A man of amazing energies and intellectual generosity, Joe single-handedly inspired, cajoled, and in some cases badgered NLM staff to operate at the top of their game. Ever the passionate advocate, he also worked to advance women and minorities in the profession. As former Associate Director for Library Operations Sheldon Kotzin noted, Joe “never wavered in his commitment to the principles of equal opportunity.”

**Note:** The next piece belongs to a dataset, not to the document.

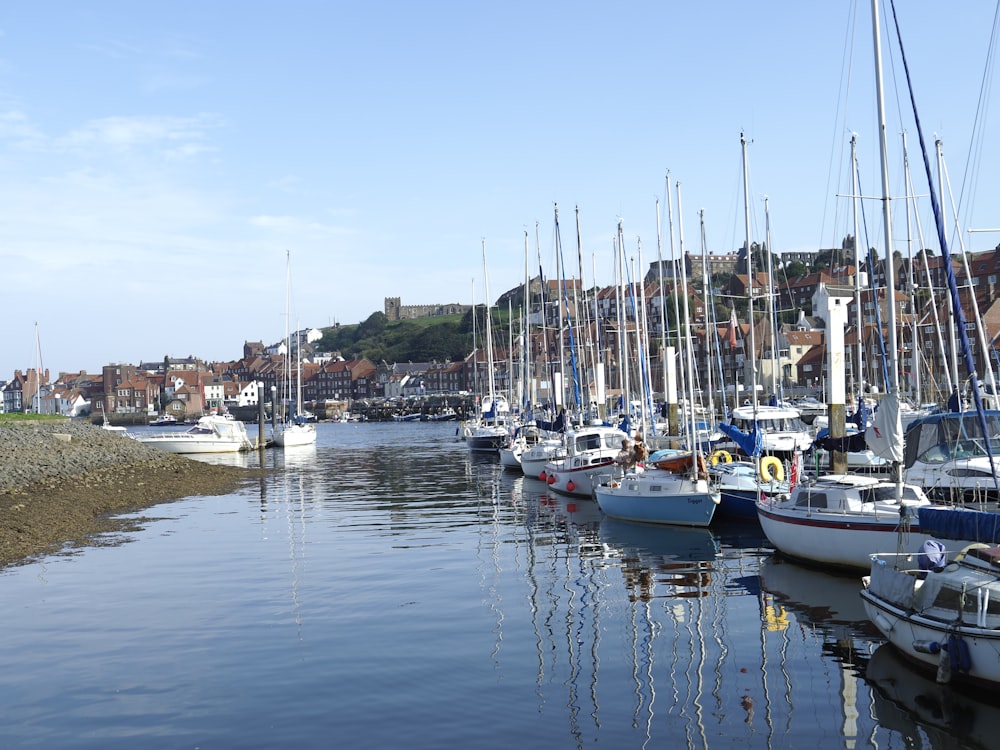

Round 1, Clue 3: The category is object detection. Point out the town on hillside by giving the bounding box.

As Joe approached retirement he endowed a lectureship to be given annually: every odd year at the MLA meeting; on the even years, at or near NLM.

Many notable people have delivered the Leiter Lecture, among them Nobel Prize winner Joshua Lederberg; renowned heart surgeon Michael DeBakey; Tony Fauci, director of the National Institute of Allergy and Infectious Diseases; and Francis Collins, NIH Director and a pioneering geneticist who led the effort to map the human genome.

I had big shoes to fill.

I listened to some of the earlier lectures and thought of the innovations portended by those visions. The future—or futures—my predecessors envisioned is the present we are living now. Their stories became our stories, and I hope the story I contributed will blossom into a shared vision of how the National Library of Medicine can and will serve society—as the NIH hub for data science, and as a platform for discovery and a pathway to engagement in the development and expansion of data-powered health.

It’s a vision that ultimately holds the individual at the center and imagines a future I like to think Joe Leiter would support.